Generate a bot token

Navigate to the Bot tab in the left sidebar. Click Reset Token, confirm the action, and copy the token that appears. Paste it into the "token" field in your config.json. Keep this token secret — anyone with it can control your bot.
3

Enable the Message Content Intent

Still on the Bot tab, scroll down to Privileged Gateway Intents and enable Message Content Intent. The bot’s main.py sets intents.message_content = True, so Discord must have this enabled on the application side as well.
4

Generate an invite URL

Go to OAuth2 → URL Generator. Under Scopes, select bot. Under Bot Permissions, enter or select the permissions that add up to 2147486720. Copy the generated URL at the bottom of the page and use it to invite the bot to your server.

Keeping the Bot Running

Running python main.py directly in a terminal works for development, but the bot process will stop when you close the terminal.

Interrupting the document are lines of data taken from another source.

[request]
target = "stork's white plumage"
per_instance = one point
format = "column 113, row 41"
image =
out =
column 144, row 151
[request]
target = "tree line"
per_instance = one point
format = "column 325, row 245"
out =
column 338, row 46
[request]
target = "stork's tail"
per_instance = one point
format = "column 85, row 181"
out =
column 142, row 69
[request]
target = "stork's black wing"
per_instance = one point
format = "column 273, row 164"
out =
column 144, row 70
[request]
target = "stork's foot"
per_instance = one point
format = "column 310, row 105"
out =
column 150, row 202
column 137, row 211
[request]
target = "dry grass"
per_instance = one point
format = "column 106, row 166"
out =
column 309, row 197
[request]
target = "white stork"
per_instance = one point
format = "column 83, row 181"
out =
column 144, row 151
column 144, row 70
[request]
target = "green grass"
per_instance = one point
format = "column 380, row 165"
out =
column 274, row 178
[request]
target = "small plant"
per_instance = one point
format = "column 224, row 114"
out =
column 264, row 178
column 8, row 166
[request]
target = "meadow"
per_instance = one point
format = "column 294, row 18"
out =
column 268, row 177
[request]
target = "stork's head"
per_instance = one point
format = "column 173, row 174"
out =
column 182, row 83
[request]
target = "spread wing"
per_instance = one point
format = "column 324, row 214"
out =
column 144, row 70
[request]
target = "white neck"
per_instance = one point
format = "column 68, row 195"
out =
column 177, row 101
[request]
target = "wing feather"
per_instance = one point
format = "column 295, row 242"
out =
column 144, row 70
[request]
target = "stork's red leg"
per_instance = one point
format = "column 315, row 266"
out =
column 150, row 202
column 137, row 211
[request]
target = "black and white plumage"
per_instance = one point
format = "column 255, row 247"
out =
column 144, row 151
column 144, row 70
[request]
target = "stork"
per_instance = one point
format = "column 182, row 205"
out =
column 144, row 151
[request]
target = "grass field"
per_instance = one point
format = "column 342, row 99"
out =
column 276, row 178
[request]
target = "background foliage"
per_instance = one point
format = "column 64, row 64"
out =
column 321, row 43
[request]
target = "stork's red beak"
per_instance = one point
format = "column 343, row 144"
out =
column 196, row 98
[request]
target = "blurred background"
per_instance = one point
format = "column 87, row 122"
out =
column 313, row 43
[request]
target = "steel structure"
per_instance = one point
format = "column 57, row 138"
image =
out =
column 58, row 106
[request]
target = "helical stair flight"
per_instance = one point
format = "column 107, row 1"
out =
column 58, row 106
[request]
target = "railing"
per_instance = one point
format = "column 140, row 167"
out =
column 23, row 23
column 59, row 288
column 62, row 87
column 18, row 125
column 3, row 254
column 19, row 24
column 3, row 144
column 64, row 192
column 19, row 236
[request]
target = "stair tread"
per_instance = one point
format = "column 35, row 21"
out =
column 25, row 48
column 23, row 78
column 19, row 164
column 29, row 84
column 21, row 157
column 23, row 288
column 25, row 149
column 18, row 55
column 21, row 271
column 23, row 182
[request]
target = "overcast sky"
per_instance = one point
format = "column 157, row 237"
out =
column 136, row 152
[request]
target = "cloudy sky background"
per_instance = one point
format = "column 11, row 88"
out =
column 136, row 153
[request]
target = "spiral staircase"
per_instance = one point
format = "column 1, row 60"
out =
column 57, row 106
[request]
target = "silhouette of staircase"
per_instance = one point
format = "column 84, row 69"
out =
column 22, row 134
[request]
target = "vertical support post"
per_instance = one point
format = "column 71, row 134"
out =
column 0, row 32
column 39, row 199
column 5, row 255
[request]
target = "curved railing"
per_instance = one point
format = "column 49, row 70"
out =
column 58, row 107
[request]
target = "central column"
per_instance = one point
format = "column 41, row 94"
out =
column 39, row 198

For longer-running deployments, consider one of these approaches:
  • screen or tmux (Linux/macOS) — launch the bot inside a persistent terminal session that survives disconnects:
    screen -S rawrbot
    python main.py
    # Detach with Ctrl+A, D
    
  • pm2 — a Node.js-based process manager that works with Python processes and auto-restarts on crash:
    pm2 start main.py --interpreter python3 --name rawrbot
    pm2 save
    
  • VPS or cloud VM — running the bot on a remote machine (e.g. a DigitalOcean Droplet or AWS EC2 instance) keeps it online independently of your local machine.
For a production-style Linux setup, consider creating a systemd service unit for the bot. A systemd service will start automatically on system boot and restart the process if it crashes, without requiring any manual intervention.

Syncing Slash Commands

After the bot starts for the first time, its slash commands may not appear in Discord immediately. The /sync command calls tree.sync() to push all registered application commands to Discord’s API. This command is owner-only — it checks interaction.user.id against the allowedUsers list in cogs/general.py.
The owner user ID (717471432816459840) is hardcoded in cogs/general.py (in bigDict["sync"]["extras"]["allowedUsers"]), cogs/moderation.py (in the /timeout command handler), and cogs/utility.py (in the /upload command handler). If you are self-hosting, you must replace these IDs with your own Discord user ID in all three files before running the bot, otherwise you will not be able to use owner-only commands.
To find your Discord user ID, enable Developer Mode in Discord’s settings (Advanced → Developer Mode), then right-click your username anywhere in Discord and select Copy User ID.